If you're exporting as a 32 bpc EXR canvas, you have so much information and dynamic range that any post-processing is basically lossless (and much less time consuming than waiting to do it in DS), so it doesn't matter if you're starting from "better" values... but if you've applied bad tone mapping in DS, then you may have crushed or burnt the wrong tonal ranges to suit your final adjustments, and actually undoing that can be a problem.
For similar reasons, I don't apply bloom in DS, but do it in post based on the areas that the EXR file tells me are overexposed. I can quickly test multiple different options without having to re-render from the start. The less post-processing I'm doing in DS (and it is still post-processing, even if it's being done from DS's options panel) and the more of it I have control over afterwards, the better.
Tone mapping appears in the hidden side pane of the Render window (as does Bloom). So when the render is done (or even during the render), you can expand this side-panel and play with tone mapping for 'free'. It doesn't cause a re-render. You may have to press the 'resume' button if the render is done, but it's pretty instant.
It certainly does cause a re-render on my system. (And I have just checked that in 4.12, in case I was remembering a problem from a previous version of DS/Iray that's since been fixed).
It always looked to me that for interior renders light doesnt spread far enough, regardless weather the light is coming through the windows or interior is lit with interior lights or both. Result in darker parts of the image always looked unrealistically dark for the light applied.
The "problem" was in the Burn Highlights - Crush Blacks render settings. At default values they are lightening lighter parts and darkening darker parts, thus making higher contrasted images. Now, I usually render with Burn Highlights 0.15, Crush Blacks 0.05 and Saturation 1.05 (to add up little color lost with lowering the contrast).
So, for start set the Crush Blacks to 0 and see how light-dark looks then.
Changing tone settings while rendering cases re-render IF you have canvasses enabled, otherwise it does not.
Yeah, that took a lot of 'wth' before I figured it out.
I did suspect that as a possibility, and did test it both ways. It still seems to re-render in both cases.
I'm not sure what you are talking about with needing to re-render after making tone map changes. I can alter the tone mapping/bloom/denoiser numerous times while rendering and the render does not restart. Since tone mapping is a post effect, it doesn't alter the status of the active render.
You might see the iteration count start over, but the actual render is still there, and the changes will kick in after a few iterations.
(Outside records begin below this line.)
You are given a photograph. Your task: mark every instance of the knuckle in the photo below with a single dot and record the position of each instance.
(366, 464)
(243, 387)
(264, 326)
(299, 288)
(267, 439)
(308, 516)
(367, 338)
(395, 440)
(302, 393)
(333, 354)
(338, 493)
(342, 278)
I've never been able to figure out when tweaking the tone map will result in a re-render or a continuation. I see both results, and haven't yet discerned a pattern.
There's another aspect to consider when lighting indoor scenes with outside light that's coming through windows. A regular glass shader that isn't set to thin walled won't let light pass through normally if the shader is applied to a flat plane (or even 2 flat planes that aren't a closed 3D object). So, if your windows are just a single plane, make sure the shader is set to thin walled.